To qualify, single seniors must have incomes of less than $784 a month and $3,750 or less in assets, excluding a home and a car. The cutoff for couples is $850 monthly income and $4,500 in assets.

Roeger said the program gets about 5,000 applications a month. There are few places he can send those who do not qualify, he said.

Otto said his office administers an emergency fund that helps seniors in need pay for necessities such as electricity and medicine. But he said it is important to have a separate program that focuses exclusively on medication costs.

He estimated the Washington County program could help about 100 senior citizens in its first year if the Gaming Commission fully funds the request.
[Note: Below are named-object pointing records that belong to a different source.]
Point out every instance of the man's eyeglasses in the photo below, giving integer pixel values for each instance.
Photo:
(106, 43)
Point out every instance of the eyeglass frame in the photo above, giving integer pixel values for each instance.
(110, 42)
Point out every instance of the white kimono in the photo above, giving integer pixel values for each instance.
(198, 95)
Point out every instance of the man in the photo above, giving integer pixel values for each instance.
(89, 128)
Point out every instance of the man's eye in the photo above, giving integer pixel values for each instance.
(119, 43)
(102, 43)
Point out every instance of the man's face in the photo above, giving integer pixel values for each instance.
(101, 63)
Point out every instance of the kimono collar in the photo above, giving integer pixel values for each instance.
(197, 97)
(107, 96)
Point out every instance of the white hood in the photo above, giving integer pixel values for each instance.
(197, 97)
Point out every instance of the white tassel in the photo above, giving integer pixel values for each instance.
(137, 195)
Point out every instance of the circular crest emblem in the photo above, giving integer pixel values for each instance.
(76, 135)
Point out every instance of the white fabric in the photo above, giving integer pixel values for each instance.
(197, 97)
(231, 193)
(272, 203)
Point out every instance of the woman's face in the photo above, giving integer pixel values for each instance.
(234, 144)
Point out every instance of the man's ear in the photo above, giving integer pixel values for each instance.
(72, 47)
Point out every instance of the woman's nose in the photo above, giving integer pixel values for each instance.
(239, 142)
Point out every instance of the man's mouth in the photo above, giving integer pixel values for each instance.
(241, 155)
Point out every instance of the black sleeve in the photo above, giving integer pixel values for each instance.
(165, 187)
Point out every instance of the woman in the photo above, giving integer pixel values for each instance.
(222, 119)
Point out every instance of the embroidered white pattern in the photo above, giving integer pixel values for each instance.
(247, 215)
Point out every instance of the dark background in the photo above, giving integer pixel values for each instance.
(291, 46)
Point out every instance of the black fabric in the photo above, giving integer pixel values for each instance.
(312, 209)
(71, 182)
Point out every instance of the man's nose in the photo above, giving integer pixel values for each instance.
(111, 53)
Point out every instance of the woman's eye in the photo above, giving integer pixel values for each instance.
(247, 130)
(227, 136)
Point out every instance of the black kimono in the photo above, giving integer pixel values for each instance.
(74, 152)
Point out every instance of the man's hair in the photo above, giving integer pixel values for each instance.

He said the need is far greater.

"I think we're going to find out that there are more than 100 out there," Otto said.

Paul Sweeney, president of Quality First Insurance in Hagerstown, said the number probably is in the thousands, particularly since CareFirst BlueCross BlueShield's announcement that it will no longer offer coverage to Washington County residents.

"It's something that really needs to be done now," said Sweeney, who was on the committee that prepared the Gaming Commission application. "We're going to try to help people who fall in between."

Sweeney sees the problem first-hand. He sells supplemental insurance to recipients of Medicare, the federal health program for seniors. "Medigap" programs pay for the portion of hospital and doctor bills that Medicare does not cover.

Few Medigap programs cover medicine costs, however, and those that do are expensive and carry restrictions.

The Washington County proposal sets an income limit of $1,000 a month and an asset limit at $5,000. It would carry a $10 co-payment per prescription and a $100-per-month cap.

Sweeney said the proposal would benefit a married couple by counting the income for each partner as half of the couple's combined income.

"The state program penalizes married couples," he said.

The program would be available only to county seniors who are not eligible for any other assistance.

"It's that wedge population who don't have access to private insurance and aren't covered by the state program, who just simply cannot afford their medication," said state Del. Christopher B. Shank, R-Washington, who formed the committee that came up with the proposal.

Specifics of the proposal hinge on how much money the Commission on Aging receives. The Gaming Commission often gives less than organizations request. Officials said they will work with whatever amount they receive.

"Every little bit helps. I would be happy with anything," Shank said.

Proponents said they view the Gaming Commission request as seed money to get the program off the ground.

"But then, we're going to have to get the funds from other sources," Sweeney said.